With Board approval and a contract in hand, long-overdue upgrades to Windham’s wastewater treatment plant were set to begin in March of 2020.

Then the world shut down.

Members of cooperative purchasing networks and interlocal agreements across North America use Gordian’s Job Order Contracting to accelerate construction procurement. Click here to find out if this solution is available in your area.

Result: Wastewater Treatment Plant Optimized Despite Pandemic-Related Delays

The COVID-19 outbreak delayed the start of the project by three months. When work finally began, it looked like nothing anyone would have imagined before. The Town of Windham provided specific instructions regarding masking and testing to protect plant employees and contractors from the coronavirus, and the team followed distancing protocols as best they could.

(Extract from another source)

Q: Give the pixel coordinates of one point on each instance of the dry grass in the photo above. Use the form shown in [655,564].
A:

In such extraordinary circumstances, Kirk and the WPCF team found it helpful to have Gordian’s guidance. As the industry leader in Job Order Contracting, Gordian supports more than 30,000 projects every year. This experience was invaluable to the success of the project.

Gordian has been implementing and supporting JOC programs for more than 30 years. We know what works and what doesn’t. We gathered our expertise into an interactive Job Order Contracting Best Practices page to help current and potential clients run best-in-class JOC programs.

“I attribute this project staying on time to the fact that Gordian and Millennium Builders worked together very well. They had the correct equipment and very knowledgeable people. Through Gordian, we had a construction manager on site. That gave me the confidence that the project would stay on budget and on time,” Kirk said.

He was right. In the first phase of the project, the team removed the obsolete incinerator, effectively doubling the available square footage inside the solids handling building. In its place is a new HVAC system, boilers, a two-truck garage and new bathrooms for the employees. Next came asbestos removal and the installation of a peaked roof to prevent rainwater from pooling.

These upgrades were completed without disrupting the day-to-day work of the wastewater treatment plant. Technicians and other specialists operating this crucial facility safely continued their remarkable work maintaining community health without missing a beat.

The optimization of the solids handling building at the wastewater treatment plant is nearly complete and will be once solar panels are installed to reduce energy consumption by 10%. But that’s not the end of the story. The Town of Windham had such a positive experience with preset prices and expert support, that they plan to use Gordian’s Job Order Contracting via the CRCOG cooperative to renovate the town hall.